Documents and Evidence Involved in a Divorce Case
Affidavit under the Uniform Child Custody Jurisdiction Act (UCCJA) – This document is a sworn statement of fact made by a parent that informs the court about pertinent information regarding your children. This document is made under oath.
Complaint – This document states the names of the parties, where, when, and by whom the parties were married, names and birth dates of children (if any), wife’s and husband’s names before marriage, length of residence in the county and state, the date of separation, grounds for divorce, a brief statement as to property, and the relief requested.
Depositions – In a deposition, the attorney of one party gets to ask questions of the other party, or of individuals who may have information about the parties. The questioning is done under oath, in front of a court reporter, and is similar in style to cross-examination in trial. The questions and answers are recorded for later use as evidence in trial.
Ex Parte Order – In rare cases, ex parte orders may be obtained for temporary custody, support, etc. If your spouse files an objection to the ex parte order within the appropriate time frame, the Court will examine whether the order is appropriate.
Injunction – Injunctions are used to restrain you and/or your spouse from performing or committing certain acts, and are only used in limited circumstances. To obtain an injunction, you must file a request for injunctive relief, which the judge will grant or deny. Your attorney will explain this procedure to you in detail and ask if you require an injunction.
Interrogatories – Interrogatories are written questions which are submitted by one attorney to the other, and which must be answered by the other party under oath. Typically, your attorney will assist you with preparing your answers to these questions, and you will return a written answer of each to the party that sent them.

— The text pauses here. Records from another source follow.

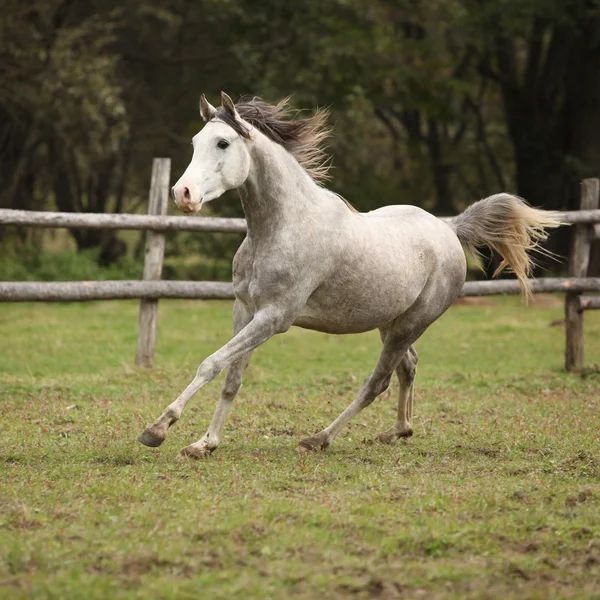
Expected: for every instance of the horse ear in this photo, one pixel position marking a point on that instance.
(228, 104)
(207, 110)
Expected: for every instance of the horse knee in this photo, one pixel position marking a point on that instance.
(408, 365)
(230, 388)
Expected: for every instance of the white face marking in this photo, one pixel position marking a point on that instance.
(220, 162)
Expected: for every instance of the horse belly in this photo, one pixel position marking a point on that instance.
(359, 305)
(379, 282)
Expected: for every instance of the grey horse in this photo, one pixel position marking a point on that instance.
(309, 259)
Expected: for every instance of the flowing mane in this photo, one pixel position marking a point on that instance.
(301, 137)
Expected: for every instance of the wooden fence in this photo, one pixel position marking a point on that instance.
(586, 229)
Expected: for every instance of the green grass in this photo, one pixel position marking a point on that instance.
(496, 495)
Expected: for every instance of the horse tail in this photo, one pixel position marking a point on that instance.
(511, 227)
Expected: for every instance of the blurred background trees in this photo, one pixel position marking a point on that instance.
(435, 103)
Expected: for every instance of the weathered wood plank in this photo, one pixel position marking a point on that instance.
(121, 221)
(82, 291)
(589, 302)
(170, 223)
(544, 285)
(578, 266)
(153, 261)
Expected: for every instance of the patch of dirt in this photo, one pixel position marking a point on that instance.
(374, 587)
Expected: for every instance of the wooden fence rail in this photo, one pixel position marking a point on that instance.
(29, 218)
(82, 291)
(586, 229)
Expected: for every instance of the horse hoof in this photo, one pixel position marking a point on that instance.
(392, 436)
(194, 452)
(311, 444)
(151, 438)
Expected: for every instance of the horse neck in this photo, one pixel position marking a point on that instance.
(278, 191)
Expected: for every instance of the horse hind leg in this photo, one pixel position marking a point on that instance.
(394, 347)
(406, 372)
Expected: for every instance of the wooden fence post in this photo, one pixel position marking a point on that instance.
(153, 260)
(578, 267)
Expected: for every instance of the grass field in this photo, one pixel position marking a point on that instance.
(496, 495)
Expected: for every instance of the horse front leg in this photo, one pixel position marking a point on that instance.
(265, 323)
(231, 386)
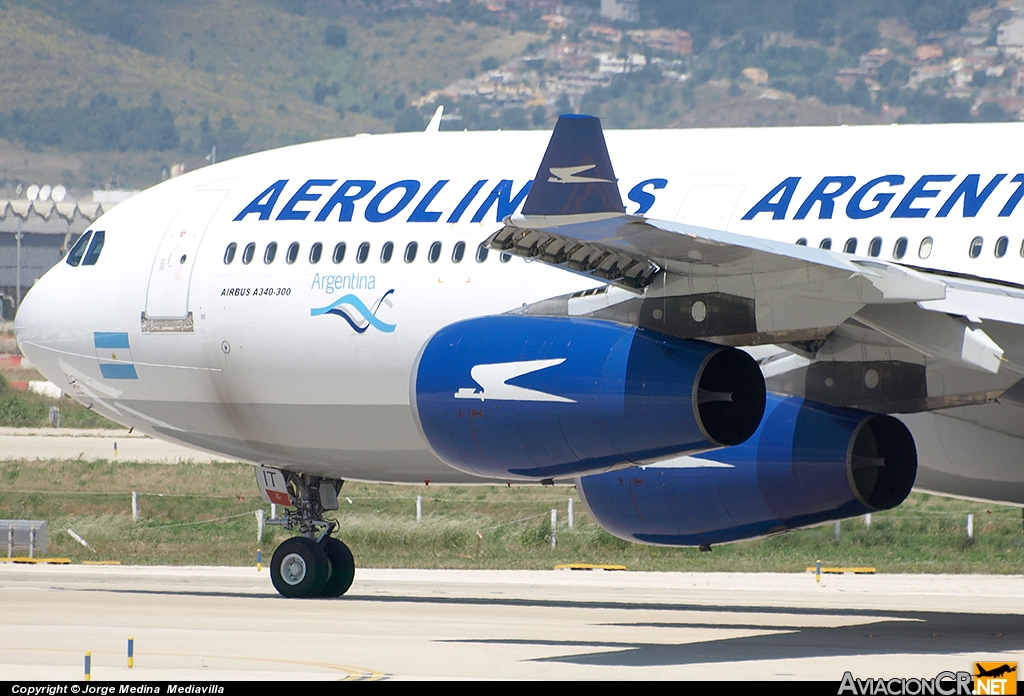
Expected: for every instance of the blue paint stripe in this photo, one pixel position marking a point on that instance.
(103, 339)
(114, 371)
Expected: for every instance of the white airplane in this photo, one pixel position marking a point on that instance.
(422, 307)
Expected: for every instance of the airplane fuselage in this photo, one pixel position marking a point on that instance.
(189, 328)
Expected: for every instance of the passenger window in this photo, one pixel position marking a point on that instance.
(78, 251)
(92, 255)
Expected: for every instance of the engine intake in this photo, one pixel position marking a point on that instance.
(538, 397)
(807, 464)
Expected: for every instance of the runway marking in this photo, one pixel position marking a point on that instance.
(353, 673)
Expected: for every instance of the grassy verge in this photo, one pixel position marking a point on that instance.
(26, 409)
(204, 514)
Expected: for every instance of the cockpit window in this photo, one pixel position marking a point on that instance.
(76, 253)
(92, 255)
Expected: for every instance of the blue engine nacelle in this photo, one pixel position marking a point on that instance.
(807, 464)
(537, 397)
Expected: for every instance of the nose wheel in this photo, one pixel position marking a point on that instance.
(313, 564)
(301, 568)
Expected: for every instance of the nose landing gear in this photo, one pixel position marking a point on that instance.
(313, 564)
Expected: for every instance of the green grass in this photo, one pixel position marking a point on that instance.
(204, 514)
(26, 409)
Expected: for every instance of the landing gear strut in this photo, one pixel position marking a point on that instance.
(313, 564)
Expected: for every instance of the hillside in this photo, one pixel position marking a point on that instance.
(244, 76)
(114, 92)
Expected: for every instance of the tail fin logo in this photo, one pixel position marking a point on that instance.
(568, 175)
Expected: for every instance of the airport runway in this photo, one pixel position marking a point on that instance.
(227, 623)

Record of Divorce – This document is used as a statistical record required by the state.
Statements to the Friend of the Court – Used to inform the Friend of the Court of the essential facts of the case. This is not necessary in cases where Friend of Court services are not required.

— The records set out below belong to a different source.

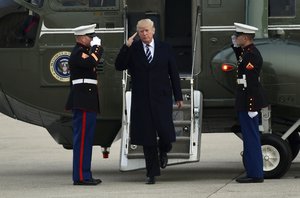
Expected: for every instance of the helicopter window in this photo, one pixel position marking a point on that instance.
(18, 28)
(84, 4)
(38, 3)
(282, 8)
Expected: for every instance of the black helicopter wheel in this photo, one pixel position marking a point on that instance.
(277, 156)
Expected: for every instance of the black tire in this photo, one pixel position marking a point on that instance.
(294, 142)
(277, 156)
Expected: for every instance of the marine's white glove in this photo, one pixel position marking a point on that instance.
(233, 40)
(95, 41)
(252, 114)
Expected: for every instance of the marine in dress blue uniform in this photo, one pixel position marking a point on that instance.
(250, 98)
(84, 101)
(154, 78)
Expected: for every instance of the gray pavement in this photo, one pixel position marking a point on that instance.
(33, 165)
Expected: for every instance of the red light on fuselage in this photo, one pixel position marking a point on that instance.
(227, 67)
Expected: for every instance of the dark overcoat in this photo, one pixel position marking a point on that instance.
(152, 87)
(252, 96)
(82, 65)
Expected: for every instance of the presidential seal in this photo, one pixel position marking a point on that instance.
(59, 66)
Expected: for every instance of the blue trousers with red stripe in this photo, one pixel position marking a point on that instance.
(84, 124)
(252, 154)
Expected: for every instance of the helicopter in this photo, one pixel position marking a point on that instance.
(36, 40)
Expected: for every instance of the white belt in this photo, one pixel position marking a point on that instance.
(242, 81)
(84, 80)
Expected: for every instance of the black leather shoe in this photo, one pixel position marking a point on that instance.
(91, 182)
(163, 159)
(150, 180)
(249, 180)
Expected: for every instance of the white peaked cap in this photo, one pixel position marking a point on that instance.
(84, 30)
(246, 29)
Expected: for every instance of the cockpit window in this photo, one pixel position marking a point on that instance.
(282, 8)
(84, 4)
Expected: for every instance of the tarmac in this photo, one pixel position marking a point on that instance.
(33, 165)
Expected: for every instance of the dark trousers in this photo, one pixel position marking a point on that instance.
(152, 159)
(84, 124)
(252, 153)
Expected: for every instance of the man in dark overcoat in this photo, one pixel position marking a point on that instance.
(250, 99)
(154, 78)
(83, 101)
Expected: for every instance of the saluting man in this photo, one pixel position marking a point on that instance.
(155, 79)
(83, 101)
(250, 99)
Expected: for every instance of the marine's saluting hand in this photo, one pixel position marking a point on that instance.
(130, 40)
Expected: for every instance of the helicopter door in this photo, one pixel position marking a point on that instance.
(187, 127)
(188, 119)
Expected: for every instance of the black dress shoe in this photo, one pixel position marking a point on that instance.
(150, 180)
(249, 180)
(163, 159)
(91, 182)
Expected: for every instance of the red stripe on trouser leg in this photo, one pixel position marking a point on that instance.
(83, 127)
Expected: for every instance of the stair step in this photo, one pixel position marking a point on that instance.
(182, 122)
(170, 156)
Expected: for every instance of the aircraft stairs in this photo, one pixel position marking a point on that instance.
(187, 122)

Summons – The summons is used to notify the other spouse that a suit has been started and that he or she has 21 days (or in some cases 28 days) to respond or a default may be taken.
People and Agencies Involved in a Divorce Case
Defendant – The Defendant is the person against whom the initial divorce proceeding is filed, and who will respond to the allegations listed in the original complaint, if he or she wishes.

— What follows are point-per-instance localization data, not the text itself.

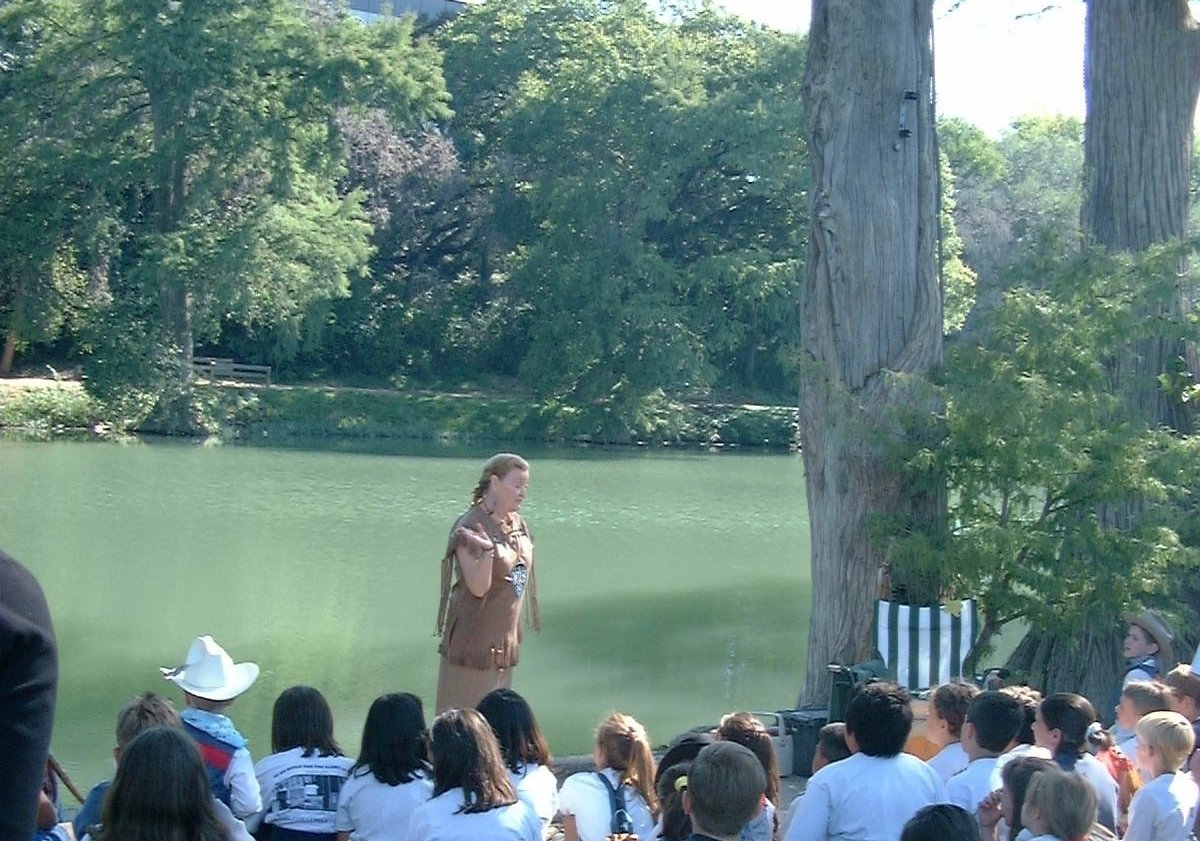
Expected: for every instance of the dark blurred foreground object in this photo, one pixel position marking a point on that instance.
(29, 677)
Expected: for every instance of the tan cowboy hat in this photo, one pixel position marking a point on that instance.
(1158, 630)
(210, 673)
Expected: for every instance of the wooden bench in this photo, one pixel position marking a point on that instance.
(214, 368)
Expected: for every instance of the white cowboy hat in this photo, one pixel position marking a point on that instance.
(210, 673)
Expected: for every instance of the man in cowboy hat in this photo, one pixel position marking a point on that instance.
(1147, 647)
(211, 680)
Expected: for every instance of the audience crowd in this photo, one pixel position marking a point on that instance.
(1007, 764)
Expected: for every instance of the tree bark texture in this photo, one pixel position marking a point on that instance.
(871, 306)
(1143, 77)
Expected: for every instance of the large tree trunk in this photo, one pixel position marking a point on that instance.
(1143, 77)
(871, 307)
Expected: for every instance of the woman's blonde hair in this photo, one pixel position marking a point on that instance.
(497, 466)
(1170, 734)
(625, 749)
(1065, 800)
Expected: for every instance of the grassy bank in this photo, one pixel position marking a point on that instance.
(45, 408)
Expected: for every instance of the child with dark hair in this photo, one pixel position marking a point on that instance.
(947, 710)
(1063, 726)
(874, 792)
(749, 732)
(525, 750)
(160, 793)
(473, 797)
(303, 778)
(725, 788)
(391, 776)
(941, 822)
(993, 721)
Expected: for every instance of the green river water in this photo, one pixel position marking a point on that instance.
(673, 586)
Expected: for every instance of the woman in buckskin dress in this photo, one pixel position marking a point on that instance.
(486, 575)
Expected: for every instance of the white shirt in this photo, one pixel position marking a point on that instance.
(375, 811)
(585, 797)
(300, 792)
(864, 798)
(439, 820)
(1164, 809)
(538, 786)
(949, 761)
(973, 784)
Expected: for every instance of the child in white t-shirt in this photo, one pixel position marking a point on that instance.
(947, 710)
(1165, 808)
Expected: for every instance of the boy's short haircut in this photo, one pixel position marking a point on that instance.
(1147, 697)
(1183, 682)
(142, 713)
(941, 822)
(996, 719)
(952, 702)
(725, 787)
(832, 740)
(1065, 800)
(880, 718)
(1029, 698)
(1170, 734)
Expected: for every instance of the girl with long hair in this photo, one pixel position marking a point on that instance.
(301, 780)
(525, 750)
(1063, 725)
(391, 776)
(473, 797)
(160, 793)
(627, 766)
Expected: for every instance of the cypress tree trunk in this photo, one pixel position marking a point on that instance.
(871, 306)
(1143, 77)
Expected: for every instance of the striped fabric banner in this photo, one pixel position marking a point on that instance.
(924, 647)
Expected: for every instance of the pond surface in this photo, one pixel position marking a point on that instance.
(673, 586)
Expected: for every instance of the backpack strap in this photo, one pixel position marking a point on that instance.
(621, 817)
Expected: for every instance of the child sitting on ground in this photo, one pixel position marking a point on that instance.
(947, 710)
(993, 722)
(1165, 808)
(725, 788)
(211, 682)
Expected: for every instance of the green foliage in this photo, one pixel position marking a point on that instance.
(1037, 449)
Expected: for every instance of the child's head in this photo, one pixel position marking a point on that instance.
(622, 745)
(879, 719)
(670, 787)
(1061, 804)
(725, 790)
(139, 714)
(1015, 778)
(516, 728)
(947, 710)
(209, 677)
(394, 739)
(993, 721)
(1185, 685)
(941, 822)
(467, 756)
(160, 790)
(1062, 722)
(749, 732)
(831, 745)
(1029, 698)
(301, 719)
(1164, 742)
(1140, 697)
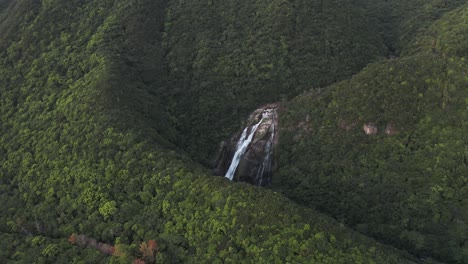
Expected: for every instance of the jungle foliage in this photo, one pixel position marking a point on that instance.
(106, 108)
(85, 148)
(407, 188)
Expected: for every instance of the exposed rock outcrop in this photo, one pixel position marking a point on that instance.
(249, 155)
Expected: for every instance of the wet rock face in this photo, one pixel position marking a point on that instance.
(249, 157)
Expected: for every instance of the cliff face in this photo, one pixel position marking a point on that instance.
(249, 155)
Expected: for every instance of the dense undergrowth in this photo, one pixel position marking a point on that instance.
(104, 104)
(409, 188)
(85, 149)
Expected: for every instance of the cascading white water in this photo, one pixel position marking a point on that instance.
(242, 144)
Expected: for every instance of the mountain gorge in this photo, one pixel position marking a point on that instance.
(112, 114)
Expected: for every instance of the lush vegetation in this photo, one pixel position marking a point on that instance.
(87, 166)
(410, 188)
(225, 58)
(107, 106)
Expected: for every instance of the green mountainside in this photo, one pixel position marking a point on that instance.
(109, 109)
(408, 188)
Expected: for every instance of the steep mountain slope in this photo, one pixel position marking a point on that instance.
(406, 184)
(85, 148)
(227, 57)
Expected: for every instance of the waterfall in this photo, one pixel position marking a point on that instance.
(242, 144)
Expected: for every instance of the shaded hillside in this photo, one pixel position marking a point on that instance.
(84, 149)
(406, 184)
(225, 58)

Family Court – The Family Court in Michigan is a division of the circuit court in all of the counties throughout the state. The Family Court has jurisdiction over family matters, including divorce, child custody, child support, and other family issues.
Friend of the Court – The Friend of the Court is an arm of the Family Court which oversees certain matters for the Court and provides the Court with recommendations regarding family matters, including child support, custody, and parenting time. They assist the Court in investigating and enforcing family issues, and may assist in family dispute resolution.
Plaintiff – The Plaintiff is the person who starts the divorce proceeding by filing the complaint against his or her spouse.